Politique

Bedoui annonce la fin de la planche à billets, mais à quel prix ?

Le Premier ministre Noureddine Bedoui a annoncé, samedi 21 septembre, la décision du gouvernement « de renoncer définitivement au financement non conventionnel ».

Dans une allocution, lue en son nom par le ministre de l’Intérieur, des Collectivités locales et de l’Aménagement du territoire, Salah Eddine Dahmoune, à l’ouverture de la Conférence nationale sur le renforcement de la prise en charge sanitaire dans les wilayas du Sud et des Hauts-Plateaux, M. Bedoui a fait état de « l’abandon définitif du financement non conventionnel ».

« Ce sont là les lourdes responsabilités que chacun de nous doit assumer pour la préservation des chances et droits des futures générations, qui ne doivent aucunement être hypothéqués », a-t-il soutenu, selon l’agence officielle.

« Notre Etat-continent est à la croisée des chemins pour un décollage vers un lendemain meilleur dans tous les domaines vitaux, en concrétisation d’un développement équilibré et de l’équité dans la prestation de services au profit de tous les citoyens », a-t-il ajouté.

Ce n’est pas la première fois que le gouvernement, notamment par la voix de son porte-parole Hassane Rabhi, annonce la fin de la planche à billets. Mais c’est la première fois que le Premier ministre l’annonce de manière officielle. Noureddine Bedoui n’explique pas comment l’exécutif compte financer l’énorme déficit budgétaire attendu pour l’année prochaine, estimé entre 1800 et 2000 milliards de dinars par plusieurs experts.

Pour l’année prochaine, le gouvernement sera confronté à une baisse des recettes de 8,3% et ce malgré une hausse de 5,3% de la fiscalité ordinaire, selon le projet de Loi de finances 2020 débattu au gouvernement. La baisse globale des recettes s’explique par le fait que le gouvernement anticipe une fiscalité pétrolière qui devrait atteindre 2200 milliards de dinars en 2020. Les cours du Brent peinent à sortir de la zone des 60 dollars.

La hausse spectaculaire qui a suivi les attaques contre les installations saoudiennes et l’aggravation des tensions entre l’Iran et les Etats-Unis a été rapidement contenue. Le Brent, après avoir dépassé les 70 dollars lundi, a terminé la semaine dernière à 64 dollars. La perspective de voir le baril dépasser les 70 dollars en 2020 reste très faible.
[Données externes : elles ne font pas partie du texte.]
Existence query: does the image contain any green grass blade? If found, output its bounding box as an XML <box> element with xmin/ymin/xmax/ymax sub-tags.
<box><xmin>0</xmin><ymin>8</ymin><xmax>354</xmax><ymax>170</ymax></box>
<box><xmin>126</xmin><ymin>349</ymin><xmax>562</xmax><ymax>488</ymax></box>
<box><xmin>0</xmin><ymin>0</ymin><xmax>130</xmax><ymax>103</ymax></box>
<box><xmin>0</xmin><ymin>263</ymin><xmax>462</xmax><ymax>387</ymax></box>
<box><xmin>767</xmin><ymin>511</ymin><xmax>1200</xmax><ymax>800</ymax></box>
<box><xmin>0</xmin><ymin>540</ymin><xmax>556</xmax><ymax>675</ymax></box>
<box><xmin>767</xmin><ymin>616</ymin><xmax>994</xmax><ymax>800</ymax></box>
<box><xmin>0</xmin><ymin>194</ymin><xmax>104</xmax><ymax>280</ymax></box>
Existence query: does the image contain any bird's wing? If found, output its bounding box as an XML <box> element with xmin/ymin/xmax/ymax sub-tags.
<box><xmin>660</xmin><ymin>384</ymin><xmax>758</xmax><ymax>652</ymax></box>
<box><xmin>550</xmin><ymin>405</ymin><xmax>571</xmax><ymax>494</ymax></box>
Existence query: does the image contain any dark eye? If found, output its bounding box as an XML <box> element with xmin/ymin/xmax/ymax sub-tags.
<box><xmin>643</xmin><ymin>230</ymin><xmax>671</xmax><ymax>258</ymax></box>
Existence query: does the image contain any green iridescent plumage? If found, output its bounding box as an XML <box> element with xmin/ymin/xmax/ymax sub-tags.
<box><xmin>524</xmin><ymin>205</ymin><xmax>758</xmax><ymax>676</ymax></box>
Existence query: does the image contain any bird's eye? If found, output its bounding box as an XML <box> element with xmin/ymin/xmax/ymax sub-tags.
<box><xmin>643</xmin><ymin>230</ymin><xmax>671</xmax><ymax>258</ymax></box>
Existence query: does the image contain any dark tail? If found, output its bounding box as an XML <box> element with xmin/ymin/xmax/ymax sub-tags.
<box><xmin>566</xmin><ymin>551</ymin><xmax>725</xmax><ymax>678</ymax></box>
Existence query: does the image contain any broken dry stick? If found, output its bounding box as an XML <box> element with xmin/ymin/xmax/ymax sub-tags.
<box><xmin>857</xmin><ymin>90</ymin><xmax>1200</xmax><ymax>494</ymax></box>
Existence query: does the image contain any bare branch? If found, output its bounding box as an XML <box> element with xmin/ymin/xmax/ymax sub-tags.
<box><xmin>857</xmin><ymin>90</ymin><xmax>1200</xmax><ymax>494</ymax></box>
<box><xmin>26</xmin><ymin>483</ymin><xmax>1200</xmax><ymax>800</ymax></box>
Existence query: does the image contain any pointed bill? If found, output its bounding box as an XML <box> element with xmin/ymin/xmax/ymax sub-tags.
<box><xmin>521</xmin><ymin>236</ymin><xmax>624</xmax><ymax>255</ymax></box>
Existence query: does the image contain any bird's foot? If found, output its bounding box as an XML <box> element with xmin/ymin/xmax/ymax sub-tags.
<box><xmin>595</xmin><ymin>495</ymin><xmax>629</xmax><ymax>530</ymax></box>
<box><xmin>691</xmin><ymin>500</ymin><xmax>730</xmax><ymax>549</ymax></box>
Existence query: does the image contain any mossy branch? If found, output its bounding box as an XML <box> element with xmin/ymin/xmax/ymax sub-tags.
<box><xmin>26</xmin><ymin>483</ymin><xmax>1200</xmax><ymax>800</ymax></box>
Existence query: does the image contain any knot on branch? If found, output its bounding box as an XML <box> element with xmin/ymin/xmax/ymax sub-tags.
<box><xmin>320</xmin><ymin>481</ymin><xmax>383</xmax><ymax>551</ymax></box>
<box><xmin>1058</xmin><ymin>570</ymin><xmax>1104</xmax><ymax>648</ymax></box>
Le gouvernement reste peu précis sur les recettes hors hydrocarbures et comment il compte les augmenter de 5% dans un contexte de crise économique qui touche de plein fouet les entreprises et les ménages.

Les informations distillées évoquent des taxes supplémentaires comme la taxe sur la pollution appliquée aux véhicules ou une taxe douanière sur les importations. Samedi, Mohamed Loukal, ministre des Finances, a évoqué une hausse de la TVA qui ne concernerait pas les produits de large consommation subventionnés par l’Etat.

Dans sa déclaration à la presse, le ministre des Finances n’a pas précisé l’ampleur de cette hausse ni les recettes attendues. « Il est encore tôt pour se prononcer en l’absence de prévisions sur les recettes », explique un économiste.

Le gouvernement peut également compter sur les sommes non dépensées issues du programme de la planche à billets. Selon la Banque d’Algérie, sur les 6556,2 milliards de dinars mobilisés par le Trésor auprès de la Banque d’Algérie, au titre de la mise en œuvre du financement non conventionnel entre la mi-novembre 2017 et fin janvier 2019, 3114,4 mds de DA ont été injectés dans l’économie, soit près de la moitié.

Selon la note de la Banque d’Algérie qui date de juin dernier, un solde de 945,1 milliards de dinars est abrité au compte de Trésor auprès de la BA et donc non encore injecté dans l’économie. Les autres montants sont réservés à des opérations d’investissements, d’aide au logement via le FNI (1830 milliards), au soutien à la Caisse des retraites (500 milliards de dinars)…

Le gouvernement compte-t-il utiliser les sommes destinées à l’investissement public pour financer le déficit de 2020 ? C’est une hypothèse plausible quand on sait que les dépenses d’équipement de l’Etat vont connaître une baisse conséquente de 20,1%, selon les prévisions de la Loi de finances 2020.